A transferable bio-optical model for quantification of inland water caynobacterial pigments

Abstract

Cyanobacterial blooms are currently one of the most important issues faced by environmental agencies, water authorities and public health organizations. Remote sensing provides an advanced approach to monitor cyanobacteria by detecting and quantifying chlorophyll-a (Chl-a) and phycocaynin (PC). In this thesis, an analytical bio-optical model, more typically applied to ocean waters, was modified to accommodate the complexity of inland waters. The newly developed models work well to estimate inherent optical properties, including absorption and backscattering coefficients, in eight different study sites distributed around the globe. Based on derived absorption coefficients, Chl-a and PC concentrations were accurately retrieved for data sets collected annually from 2006 to 2010, and the estimation accuracy exceeded that of currently used algorithms.
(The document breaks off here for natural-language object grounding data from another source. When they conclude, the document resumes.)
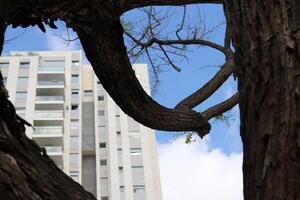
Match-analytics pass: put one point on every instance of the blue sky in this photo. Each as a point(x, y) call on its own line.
point(223, 145)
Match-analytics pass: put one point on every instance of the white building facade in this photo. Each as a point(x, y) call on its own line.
point(81, 127)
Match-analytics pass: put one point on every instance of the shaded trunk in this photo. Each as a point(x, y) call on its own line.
point(266, 36)
point(26, 171)
point(101, 35)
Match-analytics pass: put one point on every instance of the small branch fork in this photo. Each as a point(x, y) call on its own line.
point(150, 38)
point(101, 35)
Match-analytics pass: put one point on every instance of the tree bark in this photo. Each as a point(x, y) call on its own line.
point(103, 44)
point(266, 37)
point(26, 171)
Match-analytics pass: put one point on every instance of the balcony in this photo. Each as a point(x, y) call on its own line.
point(54, 150)
point(49, 100)
point(49, 115)
point(50, 84)
point(48, 131)
point(51, 69)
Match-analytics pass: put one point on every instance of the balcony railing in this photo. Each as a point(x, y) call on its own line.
point(44, 130)
point(50, 83)
point(53, 149)
point(49, 98)
point(51, 69)
point(49, 114)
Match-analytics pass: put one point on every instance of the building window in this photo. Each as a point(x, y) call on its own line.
point(100, 112)
point(102, 145)
point(24, 64)
point(135, 151)
point(4, 65)
point(21, 111)
point(4, 80)
point(74, 107)
point(103, 162)
point(75, 78)
point(74, 125)
point(75, 94)
point(21, 95)
point(88, 92)
point(137, 167)
point(138, 188)
point(75, 62)
point(100, 98)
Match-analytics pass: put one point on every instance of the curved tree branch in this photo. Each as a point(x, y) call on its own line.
point(180, 41)
point(105, 49)
point(221, 108)
point(209, 88)
point(131, 4)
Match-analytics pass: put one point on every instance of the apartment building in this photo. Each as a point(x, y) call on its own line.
point(87, 135)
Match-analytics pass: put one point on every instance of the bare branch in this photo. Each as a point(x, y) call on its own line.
point(131, 4)
point(169, 60)
point(227, 31)
point(209, 88)
point(221, 108)
point(126, 91)
point(179, 42)
point(182, 23)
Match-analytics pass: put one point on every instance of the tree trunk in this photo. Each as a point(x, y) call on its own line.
point(26, 171)
point(266, 37)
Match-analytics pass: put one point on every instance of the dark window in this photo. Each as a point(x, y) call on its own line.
point(88, 92)
point(137, 166)
point(4, 64)
point(102, 145)
point(103, 162)
point(24, 64)
point(100, 98)
point(75, 62)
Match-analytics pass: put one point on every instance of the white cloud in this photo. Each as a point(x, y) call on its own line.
point(192, 172)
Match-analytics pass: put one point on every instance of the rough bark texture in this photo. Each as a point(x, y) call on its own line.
point(26, 172)
point(105, 49)
point(267, 42)
point(266, 36)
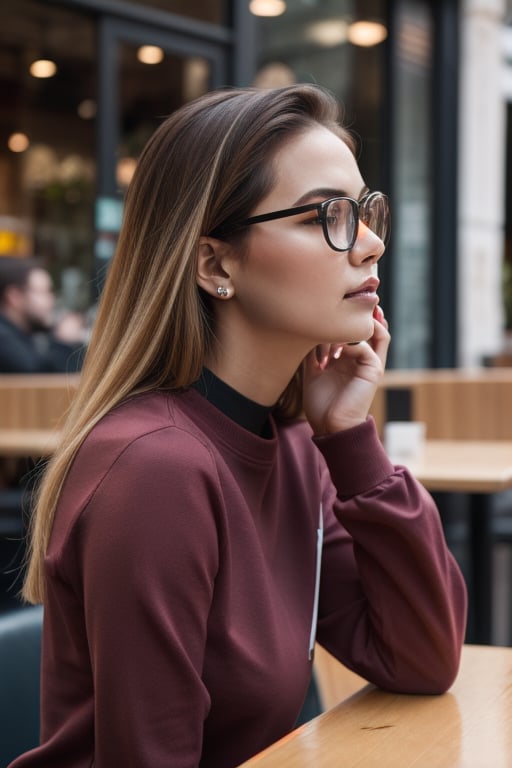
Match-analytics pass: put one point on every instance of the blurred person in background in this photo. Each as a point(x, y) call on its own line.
point(31, 341)
point(220, 498)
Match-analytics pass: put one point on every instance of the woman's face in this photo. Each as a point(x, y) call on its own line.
point(291, 282)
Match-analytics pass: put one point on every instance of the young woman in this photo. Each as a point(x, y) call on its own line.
point(221, 497)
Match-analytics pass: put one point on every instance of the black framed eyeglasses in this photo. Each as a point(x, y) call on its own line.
point(340, 218)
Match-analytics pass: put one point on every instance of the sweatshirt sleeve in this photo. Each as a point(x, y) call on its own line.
point(393, 600)
point(149, 554)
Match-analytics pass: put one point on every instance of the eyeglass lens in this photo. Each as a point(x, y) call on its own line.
point(341, 219)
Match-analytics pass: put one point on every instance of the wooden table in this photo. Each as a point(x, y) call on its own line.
point(21, 442)
point(468, 727)
point(478, 468)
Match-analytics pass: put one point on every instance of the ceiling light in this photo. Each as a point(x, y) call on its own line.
point(43, 68)
point(267, 7)
point(150, 54)
point(328, 33)
point(367, 33)
point(18, 142)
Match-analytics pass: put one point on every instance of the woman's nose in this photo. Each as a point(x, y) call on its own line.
point(368, 245)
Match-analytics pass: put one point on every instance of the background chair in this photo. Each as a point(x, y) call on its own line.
point(20, 652)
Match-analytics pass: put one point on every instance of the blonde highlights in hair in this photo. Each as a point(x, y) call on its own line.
point(203, 171)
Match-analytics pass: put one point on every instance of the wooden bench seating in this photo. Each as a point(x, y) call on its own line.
point(455, 404)
point(35, 401)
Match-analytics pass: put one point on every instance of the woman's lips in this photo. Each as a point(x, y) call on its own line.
point(367, 289)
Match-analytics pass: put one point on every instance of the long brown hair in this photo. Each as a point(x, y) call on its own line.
point(203, 171)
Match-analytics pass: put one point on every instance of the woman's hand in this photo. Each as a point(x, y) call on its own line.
point(340, 380)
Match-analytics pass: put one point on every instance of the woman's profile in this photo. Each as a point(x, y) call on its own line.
point(221, 499)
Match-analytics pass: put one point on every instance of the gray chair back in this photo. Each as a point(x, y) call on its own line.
point(20, 654)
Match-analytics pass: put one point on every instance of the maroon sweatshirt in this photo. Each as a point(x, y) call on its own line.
point(184, 578)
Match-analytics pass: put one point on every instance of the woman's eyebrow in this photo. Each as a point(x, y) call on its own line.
point(325, 193)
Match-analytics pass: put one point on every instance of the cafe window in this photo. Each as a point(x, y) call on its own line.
point(81, 94)
point(47, 139)
point(339, 44)
point(211, 11)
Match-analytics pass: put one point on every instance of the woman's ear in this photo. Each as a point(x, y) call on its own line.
point(212, 275)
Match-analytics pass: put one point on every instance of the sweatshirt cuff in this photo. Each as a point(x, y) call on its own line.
point(356, 458)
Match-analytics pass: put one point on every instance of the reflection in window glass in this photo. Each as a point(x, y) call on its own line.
point(317, 42)
point(212, 11)
point(47, 140)
point(149, 93)
point(412, 185)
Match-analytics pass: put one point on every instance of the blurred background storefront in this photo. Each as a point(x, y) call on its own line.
point(71, 130)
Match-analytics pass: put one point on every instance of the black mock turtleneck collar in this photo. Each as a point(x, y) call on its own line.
point(245, 412)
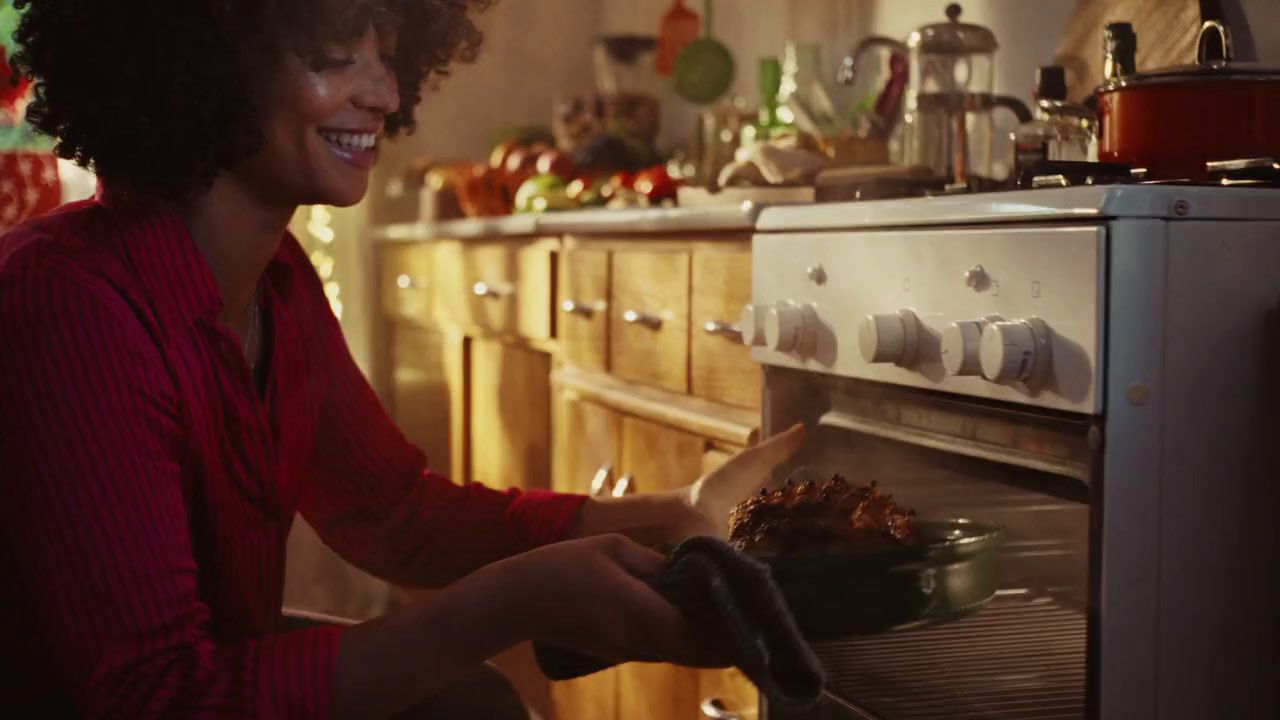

An important advantage of the model is that low concentrations of Chl-a and PC can be predicted more accurately, enabling early warning of cyanobacterial blooms. In addition, the results also indicated good spatial and temporal transferability of the algorithms, since no specific calibration procedures were required for data sets collected in a different sites and seasons. The compatibility of the newly developed algorithm with MERIS spectra provides the possibility for routine surveillance of cyanobacterial growth in inland waters.